ReadPaper Blog
Toward Generalist Autonomous Research via Hypothesis-Tree Refinement
The paper studies how AI agents can conduct autonomous research over long horizons rather than merely executing many isolated experiments. It introduces Arbor, a framework for Autonomous Optimization that uses a persistent Hypothesis Tree Refinement process to connect hypotheses, artifacts, evidence, and reusable insights, producing stronger held-out gains across real research tasks.
Source: Toward Generalist Autonomous Research via Hypothesis-Tree Refinement

Why autonomous research is hard
The paper frames autonomous research as a long-horizon process of exploration, experimentation, and abstraction, where progress depends on carrying lessons from one attempt into later decisions. Its central problem is that an AI agent must improve an initial research artifact under delayed feedback, costly experiments, and frequent failures without step-level human supervision. To make this problem operational, the authors define Autonomous Optimization, in which an agent receives an artifact, a natural-language objective, and an evaluator, then iteratively improves the artifact through experimental feedback. The paper argues that treating experiments as independent local trials loses the structure that makes research cumulative. Its motivation is therefore to build a persistent research state that records what was tried, what evidence was obtained, and how each result changes the search frontier.

The gap in current agents
The paper identifies a gap between long-running tool use and genuine long-horizon research. Existing coding agents such as Codex, Claude Code, and OpenHands can edit code, call tools, retrieve information, and run experiments for extended periods, but the authors argue that sustained execution alone does not preserve the meaning of past successes and failures. The paper also contrasts Arbor with earlier scientific-agent systems that often follow predefined workflows or revise a single line of work at a time. The missing mechanism, according to the paper, is the ability to maintain competing research directions, test them through concrete artifact changes, interpret evidence, and reshape later exploration. This analysis motivates a framework in which autonomy is not just persistence in action, but persistence in structured hypothesis management.

Arbor's core idea
Arbor is the paper’s proposed framework for Autonomous Optimization, and its architecture separates global strategy from local experimental execution. A long-lived coordinator owns the research state, decides how the search frontier should evolve, and manages the sequence of hypothesis refinements. Short-lived executors each test one hypothesis by implementing artifact changes in an isolated git worktree, which lets the system evaluate ideas without corrupting other branches of the research process. Executors return structured evidence rather than only a final answer, allowing the coordinator to compare directions and revise strategy. This design turns the agent from a single continuous coding loop into a research system that can explore multiple possible improvements while preserving a coherent global view.
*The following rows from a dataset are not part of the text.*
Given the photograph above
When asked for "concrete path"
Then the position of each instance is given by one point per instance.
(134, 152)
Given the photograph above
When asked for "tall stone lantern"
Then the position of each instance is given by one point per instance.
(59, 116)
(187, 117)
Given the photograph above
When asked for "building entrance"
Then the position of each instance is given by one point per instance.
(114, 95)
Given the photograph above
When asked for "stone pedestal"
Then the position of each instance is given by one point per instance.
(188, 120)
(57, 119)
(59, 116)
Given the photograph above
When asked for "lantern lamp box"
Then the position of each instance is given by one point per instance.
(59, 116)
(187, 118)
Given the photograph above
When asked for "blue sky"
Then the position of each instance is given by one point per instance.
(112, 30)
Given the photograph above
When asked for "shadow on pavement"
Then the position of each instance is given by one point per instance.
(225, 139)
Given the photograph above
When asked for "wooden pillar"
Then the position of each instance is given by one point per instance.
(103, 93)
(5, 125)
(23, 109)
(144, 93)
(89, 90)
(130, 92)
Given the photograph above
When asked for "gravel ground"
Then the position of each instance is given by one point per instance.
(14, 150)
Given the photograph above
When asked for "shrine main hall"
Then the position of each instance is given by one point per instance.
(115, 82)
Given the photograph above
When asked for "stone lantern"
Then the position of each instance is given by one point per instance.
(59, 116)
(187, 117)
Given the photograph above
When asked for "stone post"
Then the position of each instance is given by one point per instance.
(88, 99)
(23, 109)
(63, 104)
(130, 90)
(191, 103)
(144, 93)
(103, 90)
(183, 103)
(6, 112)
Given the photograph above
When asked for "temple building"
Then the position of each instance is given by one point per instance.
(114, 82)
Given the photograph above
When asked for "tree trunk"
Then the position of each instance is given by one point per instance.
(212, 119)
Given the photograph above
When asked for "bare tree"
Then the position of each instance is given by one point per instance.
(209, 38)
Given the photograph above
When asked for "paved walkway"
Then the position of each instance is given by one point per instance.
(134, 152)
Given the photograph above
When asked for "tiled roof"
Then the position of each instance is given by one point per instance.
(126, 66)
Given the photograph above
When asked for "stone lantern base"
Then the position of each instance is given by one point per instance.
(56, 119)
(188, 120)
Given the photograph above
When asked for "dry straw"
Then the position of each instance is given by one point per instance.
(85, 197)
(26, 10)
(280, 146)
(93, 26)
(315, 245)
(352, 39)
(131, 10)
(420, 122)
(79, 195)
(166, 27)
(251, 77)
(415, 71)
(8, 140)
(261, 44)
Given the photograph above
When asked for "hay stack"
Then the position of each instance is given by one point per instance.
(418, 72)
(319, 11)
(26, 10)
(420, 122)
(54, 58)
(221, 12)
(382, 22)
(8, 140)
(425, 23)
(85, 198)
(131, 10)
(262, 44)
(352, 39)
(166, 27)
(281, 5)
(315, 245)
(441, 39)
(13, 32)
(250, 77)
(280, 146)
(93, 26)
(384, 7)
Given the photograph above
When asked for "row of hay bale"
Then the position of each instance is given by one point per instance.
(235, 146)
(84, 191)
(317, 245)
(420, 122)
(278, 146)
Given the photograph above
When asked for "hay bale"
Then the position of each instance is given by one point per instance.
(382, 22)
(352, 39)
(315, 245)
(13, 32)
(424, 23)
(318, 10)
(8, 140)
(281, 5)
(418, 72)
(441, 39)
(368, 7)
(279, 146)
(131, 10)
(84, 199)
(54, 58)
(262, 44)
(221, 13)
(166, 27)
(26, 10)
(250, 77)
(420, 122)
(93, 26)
Hypothesis Tree Refinement
The technical core of Arbor is Hypothesis Tree Refinement, or HTR, which represents the research process as a persistent tree linking hypotheses, artifact versions, experimental evidence, and distilled insights. Each node binds a proposed research direction to the concrete artifact that realizes it and to the results produced by testing it. When executor results return, Arbor writes evidence back to the executed nodes, abstracts local findings upward, and uses the updated tree to choose which branches to expand, prune, or merge. The paper emphasizes that failures are not discarded, because they can become reusable constraints or lessons for later hypotheses. Candidate improvements are promoted only when they improve a held-out evaluation, making the tree both an audit trail and a mechanism for disciplined artifact improvement.

What the paper shows
The paper evaluates Arbor on six real Autonomous Optimization tasks spanning model training, harness engineering, and data synthesis, each with an initial artifact, objective, native metric, and development/test protocol. Across these tasks, Arbor achieves the best held-out result on all six and reports more than 2.5× the average relative held-out gain of Codex and Claude Code under the same task interface and resource budget. The examples in the paper include optimizer design, architecture design, Terminal-Bench, BrowseComp, Search-Agent, and math-reasoning data synthesis, showing that the framework is intended to generalize beyond a single research domain. On MLE-Bench Lite, Arbor reaches 86.36% Any Medal with GPT-5.5, which the paper reports as the strongest result in its comparison. The authors attribute these gains to evidence-structured research: hypotheses remain grounded in executable artifacts, local findings become reusable insights, and later decisions are made over an explicit research state.